En Chile ocurrió a la inversa, entre la masa quedó la sensación de que los dueños del dinero podían comprar la justicia en cualquier lugar del mundo.

Dejando en evidencia la inestabilidad emocional que fue su sino durante toda su existencia, Blanca se estableció primero en San Francisco, donde obtuvo la tuición definitiva de su hijo, al que le cambió el apellido por el de ella. Después viajó con él, para establecerse durante un tiempo en Japón, país elegido sin un motivo aparente. Luego de un tiempo regresó a Chile.

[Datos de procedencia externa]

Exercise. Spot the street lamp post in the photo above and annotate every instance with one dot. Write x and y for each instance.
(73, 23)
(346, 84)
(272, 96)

En diciembre de 1921, se casó en Santiago con Fernando Santa Cruz, con quien tampoco pudo llevar una vida armónica y se separó. Convivir con otras personas fue siempre un drama para Blanca Errázuriz. Al parecer era dueña de un carácter avasallador, heredado de su madre, que le impedía entenderse con los demás. Jamás logró conservar amigos desinteresados por mucho tiempo.

Una de las mujeres más hermosas de su época, dueña de una fortuna incalculable, no pudo ser feliz. Terminó suicidándose en 1940, cuando sólo tenía 46 años.

Fernando Lizama Murphy

Septiembre 2015

Un comentario en “LA TORMENTOSA VIDA DE UNA NIÑA MIMADA

  1. Jorge Aro Peigneguy

    Feñita, aprendo y gozo muchos Crónicas porque son parte de la Historia, de aquella Historia desconocida que no muchas personas dominan, así que bienvenido el saber. Felicitaciones por tus interesantes trabajos, siempre los espero.
    Un abrazo Feñita y cariños a la Marce.